Beyond system-level metrics, instrumenting your C++ code to expose application-specific performance indicators is vital. This requires a robust C++ metrics library and a collection endpoint.

Custom Metrics with Prometheus Client Library for C++

The Prometheus C++ client library is an excellent choice for instrumenting your application. It allows you to expose metrics via an HTTP endpoint, which Prometheus can then scrape.

Example: Exposing Request Latency and Error Counts

Consider a C++ web service. You’d want to track request latency and the number of errors encountered.

#include <prometheus/gauge.h>
#include <prometheus/summary.h>
#include <prometheus/registry.h>
#include <prometheus/exposer.h>
#include <chrono>
#include <string>

// Global registry and exposer
std::unique_ptr<prometheus::Registry> registry;
std::unique_ptr<prometheus::Exposer> exposer;

// Metrics
prometheus::Family<prometheus::Summary>& request_latency_family =
    prometheus::BuildSummary()
        .WithName("http_request_duration_seconds")
        .WithHelp("Total time spent serving HTTP requests.")
        .Register(*registry);

prometheus::Family<prometheus::Counter>& error_count_family =
    prometheus::BuildCounter()
        .WithName("http_requests_total")
        .WithHelp("Total number of HTTP requests.")
        .Register(*registry);

void initialize_metrics() {
    registry = std::make_unique<prometheus::Registry>();
    exposer = std::make_unique<prometheus::Exposer>("0.0.0.0:9100"); // Expose on port 9100
    exposer->RegisterCollectable(registry->Collect);
}

void handle_request(const std::string& endpoint) {
    auto start_time = std::chrono::high_resolution_clock::now();
    bool success = false;

    try {
        // ... your request handling logic ...
        // Simulate success
        success = true;
    } catch (const std::exception& e) {
        // Log error
        success = false;
    }

    auto end_time = std::chrono::high_resolution_clock::now();
    std::chrono::duration<double> elapsed = end_time - start_time;

    // Observe latency
    request_latency_family.Add({{"endpoint", endpoint}}, elapsed.count());

    // Increment counter
    if (success) {
        error_count_family.Add({{"endpoint", endpoint}, {"status", "200"}}).Increment();
    } else {
        error_count_family.Add({{"endpoint", endpoint}, {"status", "500"}}).Increment();
    }
}

int main() {
    initialize_metrics();
    // ... your application setup ...

    // Example usage within a request loop
    // handle_request("/api/v1/users");

    return 0;
}

This code snippet demonstrates how to set up a Prometheus registry, expose metrics on a specific port (e.g., 9100), and record request durations and error counts. The Exposer will serve metrics at /metrics on the specified address.

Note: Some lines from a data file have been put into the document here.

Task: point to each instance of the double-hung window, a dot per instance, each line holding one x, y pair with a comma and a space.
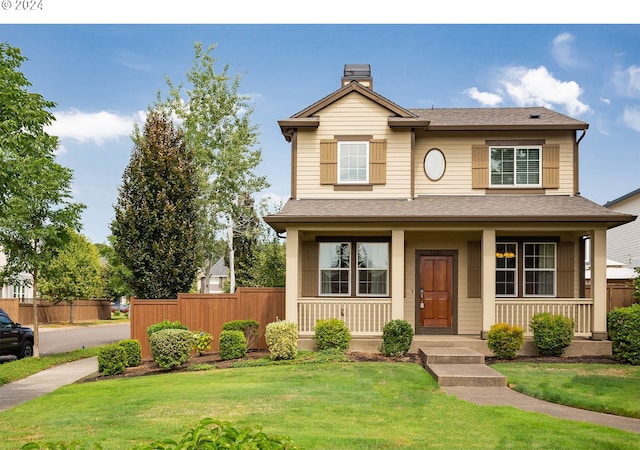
353, 162
526, 269
516, 166
360, 267
539, 269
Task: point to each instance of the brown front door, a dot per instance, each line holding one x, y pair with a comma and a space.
436, 291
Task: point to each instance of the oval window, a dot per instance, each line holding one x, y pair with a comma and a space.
434, 164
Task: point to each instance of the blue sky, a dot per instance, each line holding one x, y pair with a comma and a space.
103, 78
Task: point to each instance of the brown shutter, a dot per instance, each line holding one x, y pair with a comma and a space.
328, 161
551, 166
479, 166
309, 262
565, 269
378, 161
474, 269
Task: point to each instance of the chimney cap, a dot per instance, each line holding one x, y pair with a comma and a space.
357, 70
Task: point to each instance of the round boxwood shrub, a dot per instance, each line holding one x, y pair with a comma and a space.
111, 360
282, 339
505, 340
171, 347
233, 345
552, 333
397, 336
332, 334
133, 352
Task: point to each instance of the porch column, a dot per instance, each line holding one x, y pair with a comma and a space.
397, 274
291, 290
599, 283
488, 280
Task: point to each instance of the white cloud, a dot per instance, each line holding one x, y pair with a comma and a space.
563, 52
537, 87
631, 118
97, 127
628, 81
484, 98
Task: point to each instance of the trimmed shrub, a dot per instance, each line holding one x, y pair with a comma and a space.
233, 345
397, 336
171, 347
201, 342
112, 360
165, 325
133, 352
552, 333
624, 332
282, 339
250, 328
505, 340
332, 334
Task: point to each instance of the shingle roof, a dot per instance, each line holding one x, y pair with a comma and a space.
448, 208
493, 117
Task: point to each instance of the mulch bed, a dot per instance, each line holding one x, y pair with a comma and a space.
148, 367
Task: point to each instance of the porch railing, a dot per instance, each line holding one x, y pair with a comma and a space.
520, 311
364, 317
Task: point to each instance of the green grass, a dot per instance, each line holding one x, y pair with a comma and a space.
18, 369
333, 405
608, 388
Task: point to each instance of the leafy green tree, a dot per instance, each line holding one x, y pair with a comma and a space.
115, 275
217, 123
155, 230
74, 274
36, 214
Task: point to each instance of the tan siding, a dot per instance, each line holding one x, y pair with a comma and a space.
328, 161
309, 264
551, 166
458, 151
354, 115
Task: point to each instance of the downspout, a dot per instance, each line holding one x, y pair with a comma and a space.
576, 165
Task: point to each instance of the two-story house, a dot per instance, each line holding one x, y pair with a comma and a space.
452, 219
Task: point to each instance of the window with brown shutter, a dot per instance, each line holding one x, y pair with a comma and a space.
551, 166
479, 166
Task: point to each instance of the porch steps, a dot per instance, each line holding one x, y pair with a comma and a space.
460, 366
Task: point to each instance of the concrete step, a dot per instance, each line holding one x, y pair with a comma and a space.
450, 355
472, 375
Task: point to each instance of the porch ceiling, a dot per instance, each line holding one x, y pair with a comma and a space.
445, 208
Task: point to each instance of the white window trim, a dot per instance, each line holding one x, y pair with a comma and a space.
554, 270
358, 269
515, 177
348, 270
366, 180
515, 270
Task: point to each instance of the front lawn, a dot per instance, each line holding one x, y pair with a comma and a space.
337, 405
607, 388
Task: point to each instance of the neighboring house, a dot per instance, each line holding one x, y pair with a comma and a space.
219, 273
452, 219
16, 290
623, 243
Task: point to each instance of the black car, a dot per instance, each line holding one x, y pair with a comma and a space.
14, 338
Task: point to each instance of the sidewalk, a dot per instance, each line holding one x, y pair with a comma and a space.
503, 396
46, 381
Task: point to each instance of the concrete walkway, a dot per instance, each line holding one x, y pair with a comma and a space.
49, 380
46, 381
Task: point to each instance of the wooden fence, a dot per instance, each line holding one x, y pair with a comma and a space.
208, 312
619, 295
83, 311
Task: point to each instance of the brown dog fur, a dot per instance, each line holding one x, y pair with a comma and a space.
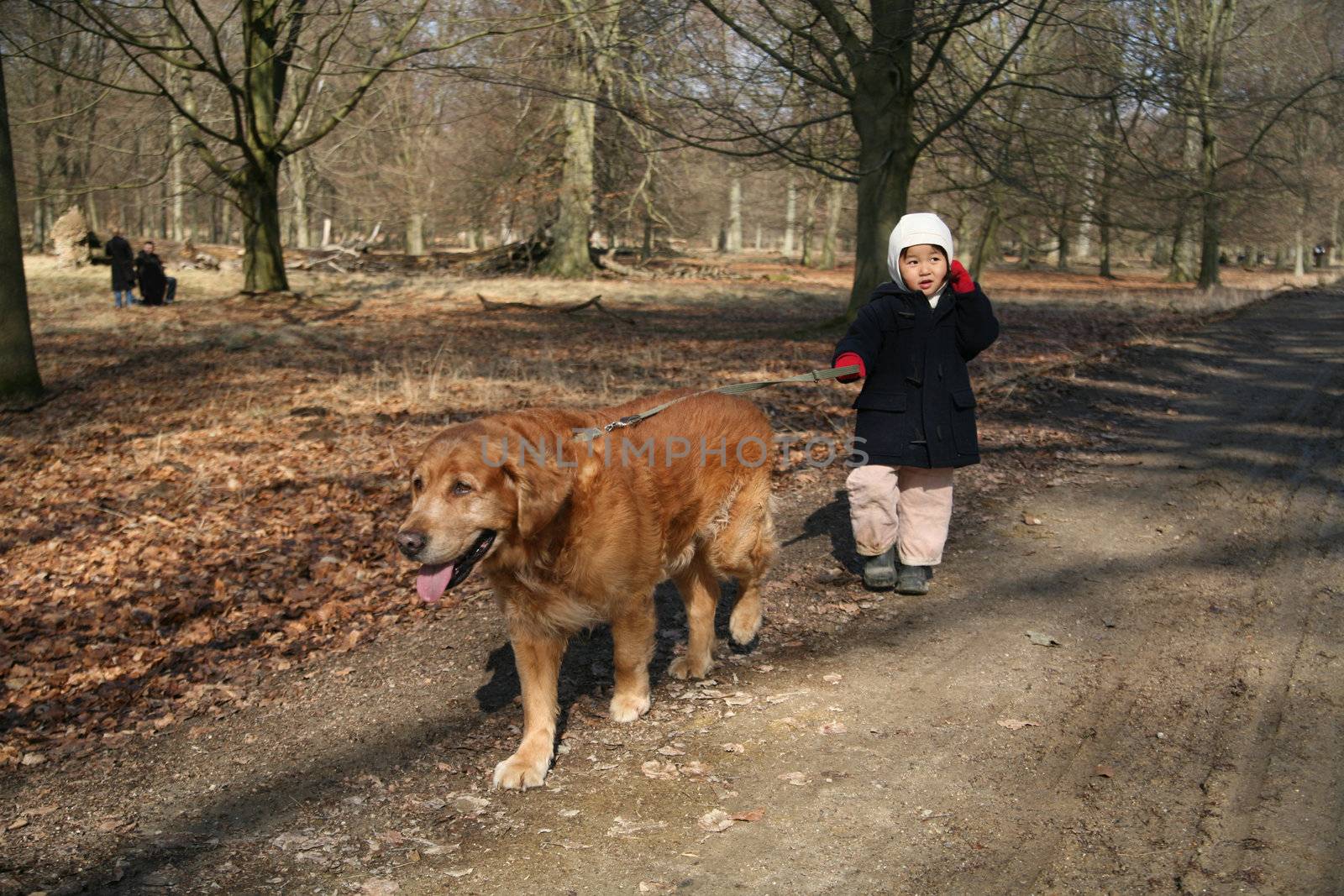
585, 537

PostgreSQL Cluster Monitoring on OVH

For PostgreSQL clusters, especially those hosted on OVH’s managed services or self-hosted on their instances, monitoring goes beyond basic connectivity. We need to ensure query performance, replication health, and resource utilization of the database instances.

Key PostgreSQL Metrics

Replication Lag: Critical for high availability setups. Monitor pg_stat_replication on the primary and pg_last_wal_receive_lsn(), pg_last_wal_replay_lsn() on replicas.
Connection Usage: Track active connections, waiting connections, and total connections against max_connections.
Query Performance: Identify slow queries using pg_stat_statements and monitor overall query throughput.
Disk I/O: Monitor read/write operations and latency for the database data directories.
Buffer Cache Hit Ratio: A high hit ratio (e.g., > 95%) indicates effective caching.
Transaction Rate: Monitor xact_commit and xact_rollback.

Monitoring Tools and Techniques

Several tools can be leveraged. For Prometheus users, the postgres_exporter is a robust solution. For more integrated solutions, OVH’s own monitoring dashboards (if using managed services) or third-party APM tools can provide valuable insights.

Configuring Prometheus Exporter for PostgreSQL

The postgres_exporter (often found as wrouesnel/postgres_exporter on GitHub) can be deployed as a sidecar or a separate service. It connects to your PostgreSQL instances and exposes metrics in Prometheus format.

Example: `.pgpass` and Environment Variables

Securely connecting the exporter to your PostgreSQL instances is key. Using a .pgpass file or environment variables is recommended over embedding credentials directly in configuration.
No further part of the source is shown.